And they do – weirdly translucent and slightly hairy. They look like they might hatch.

“When my wife was pregnant, they said if you shine a light on her tummy, the kid kicks. So for fun, I put them on my tits. I had no idea they glowed like this. Apparently it doesn’t work with silicone. Only saline.”

Zembic, 44, has every reason to marvel at his tits. These are the tits, after all, that have made him a legend. They started life in early 1996 when he and his gambler friends – a motley bunch of chancers and card sharks who bet on pretty much anything – were discussing how nuts it was that their friend, Martha, and for that matter women in general, went under the knife for a bigger set of pups. Were boobs really that important?

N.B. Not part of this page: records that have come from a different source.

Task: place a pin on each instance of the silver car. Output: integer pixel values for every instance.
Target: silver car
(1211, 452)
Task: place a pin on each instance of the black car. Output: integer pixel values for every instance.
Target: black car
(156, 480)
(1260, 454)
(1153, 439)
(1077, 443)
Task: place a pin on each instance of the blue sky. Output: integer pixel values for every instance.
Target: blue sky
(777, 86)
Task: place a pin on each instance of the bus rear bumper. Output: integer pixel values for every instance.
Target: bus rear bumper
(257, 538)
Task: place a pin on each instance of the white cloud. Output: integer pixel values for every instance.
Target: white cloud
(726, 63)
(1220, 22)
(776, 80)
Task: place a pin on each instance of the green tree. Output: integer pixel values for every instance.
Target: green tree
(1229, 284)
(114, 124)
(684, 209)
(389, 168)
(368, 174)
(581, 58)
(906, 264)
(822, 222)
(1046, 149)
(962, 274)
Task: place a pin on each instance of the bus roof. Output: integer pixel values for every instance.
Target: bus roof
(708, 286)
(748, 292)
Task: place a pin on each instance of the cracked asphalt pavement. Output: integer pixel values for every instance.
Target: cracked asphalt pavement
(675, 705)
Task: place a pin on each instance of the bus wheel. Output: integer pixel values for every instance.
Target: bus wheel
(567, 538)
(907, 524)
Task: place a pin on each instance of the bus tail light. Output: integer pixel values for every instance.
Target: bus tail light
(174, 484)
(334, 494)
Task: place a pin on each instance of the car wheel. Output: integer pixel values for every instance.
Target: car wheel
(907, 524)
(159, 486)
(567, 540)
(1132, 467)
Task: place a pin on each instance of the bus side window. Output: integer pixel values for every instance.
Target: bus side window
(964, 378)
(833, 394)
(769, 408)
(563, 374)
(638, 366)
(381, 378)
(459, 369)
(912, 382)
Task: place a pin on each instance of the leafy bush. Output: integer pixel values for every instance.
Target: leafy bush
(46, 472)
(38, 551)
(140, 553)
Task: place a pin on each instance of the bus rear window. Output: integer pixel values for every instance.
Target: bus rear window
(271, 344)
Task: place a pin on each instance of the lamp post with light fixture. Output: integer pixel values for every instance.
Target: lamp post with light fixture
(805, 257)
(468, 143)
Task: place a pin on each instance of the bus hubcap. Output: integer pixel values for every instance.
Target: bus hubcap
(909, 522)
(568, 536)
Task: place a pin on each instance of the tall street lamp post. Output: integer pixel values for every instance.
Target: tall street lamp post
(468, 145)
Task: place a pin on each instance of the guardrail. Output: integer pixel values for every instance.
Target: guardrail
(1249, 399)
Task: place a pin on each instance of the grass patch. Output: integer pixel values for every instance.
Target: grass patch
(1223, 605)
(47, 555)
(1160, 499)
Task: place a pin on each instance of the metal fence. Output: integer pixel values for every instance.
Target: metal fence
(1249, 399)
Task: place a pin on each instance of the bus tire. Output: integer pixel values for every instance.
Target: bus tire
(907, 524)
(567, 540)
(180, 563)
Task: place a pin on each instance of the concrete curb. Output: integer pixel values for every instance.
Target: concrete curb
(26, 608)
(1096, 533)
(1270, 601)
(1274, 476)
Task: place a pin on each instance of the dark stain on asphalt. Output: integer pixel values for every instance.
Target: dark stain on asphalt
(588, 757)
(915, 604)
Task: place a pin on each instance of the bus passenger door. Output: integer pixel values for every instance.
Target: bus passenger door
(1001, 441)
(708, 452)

“I said fuck yeah! The only reason Martha gets attention is because she has boobs,” remembers Zembic. “And if I had them, I’d get just as much, even more. Because the whole world revolves around boobs, even if I got them.”

So his pal Svobo, a big time backgammon player, put some money on it. He said he’d give Zembic $100,000 if he got breast implants himself, never imagining that he might actually do it. But Zembic had lost a small fortune on a stock tip from Svobo and he was determined to get his money back. If there’s one thing Zembic hates, it’s losing money – even his best friends call him the tightest man in the world. So a meeting was called – a “titty tribunal” – and the terms were set. Zembic would get half the money after the operation and the rest if he lasted a year with the tits intact. All he had to do was pay for the surgery itself.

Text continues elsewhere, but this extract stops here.